Schruille si irrigidì sul suo trono e fissò attentamente Svengaard.

«No, Nourse,» disse il dottore. «I miei compiti erano quelli di assicurarmi che la vasca funzionasse alla perfezione e di controllare i sistemi di supporto vitale.» Respirò profondamente. Forse lo stavano mettendo alla prova… ma quelle domande erano così bizzarre!

«Ora dicci se Potter era tuo amico,» ordinò Calapine.

«È stato uno dei miei insegnanti, Calapine, qualcuno con cui ho lavorato su alcuni delicati problemi di genetica.»

«Ma non fa parte delle persone che frequenti abitualmente,» disse Nourse.

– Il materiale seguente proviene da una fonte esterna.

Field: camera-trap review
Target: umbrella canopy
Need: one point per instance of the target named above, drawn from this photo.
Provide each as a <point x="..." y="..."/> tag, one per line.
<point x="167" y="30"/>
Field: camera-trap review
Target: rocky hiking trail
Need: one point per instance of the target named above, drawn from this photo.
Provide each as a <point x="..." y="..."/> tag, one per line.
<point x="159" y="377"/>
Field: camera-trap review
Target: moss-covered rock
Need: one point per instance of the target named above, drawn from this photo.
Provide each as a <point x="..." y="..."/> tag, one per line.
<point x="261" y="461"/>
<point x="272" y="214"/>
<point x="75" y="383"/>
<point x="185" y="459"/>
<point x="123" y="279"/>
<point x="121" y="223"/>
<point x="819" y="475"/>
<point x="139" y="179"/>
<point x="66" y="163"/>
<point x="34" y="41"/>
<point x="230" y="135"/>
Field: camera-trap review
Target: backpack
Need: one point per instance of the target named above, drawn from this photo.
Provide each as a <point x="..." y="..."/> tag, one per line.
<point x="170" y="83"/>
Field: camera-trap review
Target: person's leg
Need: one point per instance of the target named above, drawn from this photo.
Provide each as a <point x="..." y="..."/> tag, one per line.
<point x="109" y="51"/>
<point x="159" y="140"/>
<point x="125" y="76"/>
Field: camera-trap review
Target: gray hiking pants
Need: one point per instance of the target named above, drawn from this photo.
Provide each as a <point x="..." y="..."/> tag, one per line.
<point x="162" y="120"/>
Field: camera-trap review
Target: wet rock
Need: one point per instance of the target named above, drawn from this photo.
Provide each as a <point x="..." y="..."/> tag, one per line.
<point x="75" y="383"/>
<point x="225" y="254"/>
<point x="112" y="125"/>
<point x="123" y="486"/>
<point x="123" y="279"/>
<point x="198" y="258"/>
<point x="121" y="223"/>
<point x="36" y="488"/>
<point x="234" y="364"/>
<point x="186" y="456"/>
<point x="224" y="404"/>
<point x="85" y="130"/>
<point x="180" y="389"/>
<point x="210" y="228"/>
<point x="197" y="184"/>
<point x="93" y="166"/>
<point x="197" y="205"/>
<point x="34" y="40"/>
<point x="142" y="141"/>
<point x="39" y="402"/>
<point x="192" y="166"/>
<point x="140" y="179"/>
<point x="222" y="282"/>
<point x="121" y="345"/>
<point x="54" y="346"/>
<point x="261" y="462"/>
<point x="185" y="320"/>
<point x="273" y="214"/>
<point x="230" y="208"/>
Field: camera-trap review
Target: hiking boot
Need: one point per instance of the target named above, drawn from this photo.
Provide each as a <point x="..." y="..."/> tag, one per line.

Svengaard scosse il capo. Ancora una volta ebbe l’impressione che l’atmosfera fosse carica di minaccia. Non sapeva cosa aspettarsi; magari il grande globo sarebbe rotolato su di lui, schiacciandolo e riducendo il suo corpo in una miriade di atomi sparsi. Ma no, gli Optimati non agivano in maniera così grossolana. Studiò i tre volti, adesso perfettamente distinguibili attraverso le mutevoli cortine d’energia. Lineamenti sterili, freddi. Svengaard riconosceva il genotipo: avrebbero potuto essere dei normali Steri, se da essi non fosse stata intuibile l’aura di mistero che contraddistingueva tutti gli Optimati. Tra la Gente si mormorava che fossero sterili per scelta, poiché consideravano la procreazione come l’inizio della morte, ma in base agli indizi sul codice genetico che trasparivano dai loro lineamenti, Svengaard poteva affermare con tutta sicurezza che le cose stavano in maniera affatto diversa.